Type annotations required - why are associated types treated differently?

Question

In the following program (play), the FooBar trait provides the bar method, but the actual type of the object returned by bar seems to be hidden. If I use a type argument instead of an associated type, it works (play).

Why are associated types treated differently? Or am I doing it wrong?

use std::ops::DerefMut;

pub trait FooBar: Sized {
    type Assoc: Sized + DerefMut<Target=Self>;

    fn foo(&mut self) -> Option<Self::Assoc>;

    fn bar(mut this: Self::Assoc) -> Result<Self::Assoc, Self::Assoc> {
        unimplemented!()
    }
}

#[derive(Debug)]
struct Test(u32);

impl FooBar for Test {
    type Assoc = Box<Test>;
    fn foo(&mut self) -> Option<Self::Assoc> {
        unimplemented!()
    }
}

fn main() {
    let mut tt = Test(20);
    let tt_foo: Box<Test> = tt.foo().unwrap(); // this is ok
    let tt_bar: Box<Test> = FooBar::bar(Box::new(tt)).unwrap(); // but not this
    assert_eq!(tt_bar.0, 20);
}

Answer 1

If your method is

fn bar(mut this: Self::Assoc) -> Result<Self::Assoc, Self::Assoc>

and you try to call it with

FooBar::bar(Box::new(tt))

how is Rust supposed to know what type Self is? Box::new(tt) is Self::Assoc right, but you can’t get Self from that, several types could have the same Assoc.

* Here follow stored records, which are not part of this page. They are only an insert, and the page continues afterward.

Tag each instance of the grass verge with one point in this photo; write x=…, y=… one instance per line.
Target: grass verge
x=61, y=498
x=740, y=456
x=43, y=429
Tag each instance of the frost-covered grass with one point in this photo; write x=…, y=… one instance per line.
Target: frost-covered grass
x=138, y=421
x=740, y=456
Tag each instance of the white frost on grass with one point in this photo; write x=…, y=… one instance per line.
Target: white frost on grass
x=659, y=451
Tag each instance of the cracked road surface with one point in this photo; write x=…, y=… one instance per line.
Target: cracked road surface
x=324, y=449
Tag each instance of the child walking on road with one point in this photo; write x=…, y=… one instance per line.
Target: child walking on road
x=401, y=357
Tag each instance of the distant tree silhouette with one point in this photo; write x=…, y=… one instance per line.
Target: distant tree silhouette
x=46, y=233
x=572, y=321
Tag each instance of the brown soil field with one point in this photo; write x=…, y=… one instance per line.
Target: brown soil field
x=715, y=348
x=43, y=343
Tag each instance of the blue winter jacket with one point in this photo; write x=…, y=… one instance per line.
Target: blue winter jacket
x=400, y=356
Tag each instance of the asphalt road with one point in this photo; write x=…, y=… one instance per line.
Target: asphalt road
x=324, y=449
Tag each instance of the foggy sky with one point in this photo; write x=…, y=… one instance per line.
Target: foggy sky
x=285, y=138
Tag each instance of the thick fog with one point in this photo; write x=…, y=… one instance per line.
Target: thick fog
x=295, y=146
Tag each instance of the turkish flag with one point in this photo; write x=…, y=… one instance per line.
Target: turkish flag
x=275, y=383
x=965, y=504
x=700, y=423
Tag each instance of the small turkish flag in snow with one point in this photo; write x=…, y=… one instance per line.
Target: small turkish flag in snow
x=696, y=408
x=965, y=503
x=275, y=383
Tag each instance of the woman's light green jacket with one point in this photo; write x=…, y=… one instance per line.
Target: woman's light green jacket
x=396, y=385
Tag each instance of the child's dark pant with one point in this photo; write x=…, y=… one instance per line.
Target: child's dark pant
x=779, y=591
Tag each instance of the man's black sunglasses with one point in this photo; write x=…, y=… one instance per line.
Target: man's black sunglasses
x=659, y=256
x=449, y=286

And that’s what rustc is complaining about:

type annotations required

You’d have to annotate what type Self is:

let tt_bar: Box<Test> = <Test as FooBar>::bar(Box::new(tt)).unwrap();

or equivalently:

let tt_bar: Box<Test> = Test::bar(Box::new(tt)).unwrap();

Answer 2

The problem is you are trying to access the associated type from the trait. You can only access it from a type that implements the trait, such as from Test:

let tt_bar: Box<Test> = Test::bar(Box::new(tt)).unwrap();

FooBar::Assoc is not a concrete type, so you cannot use it. When you implemented FooBar for Test, you gave Test::Assoc a concrete type, which is accessible:

type Assoc = Box<Test>;

In the code with the generic type, a new copy of FooBar::bar was created with a concrete type. Because you requested a Box<Test>, the new function's signature would be this:

fn bar(mut this: Box<Test>) -> Result<Box<Test>, Box<Test>>

Box<Test> is a concrete type, so it works.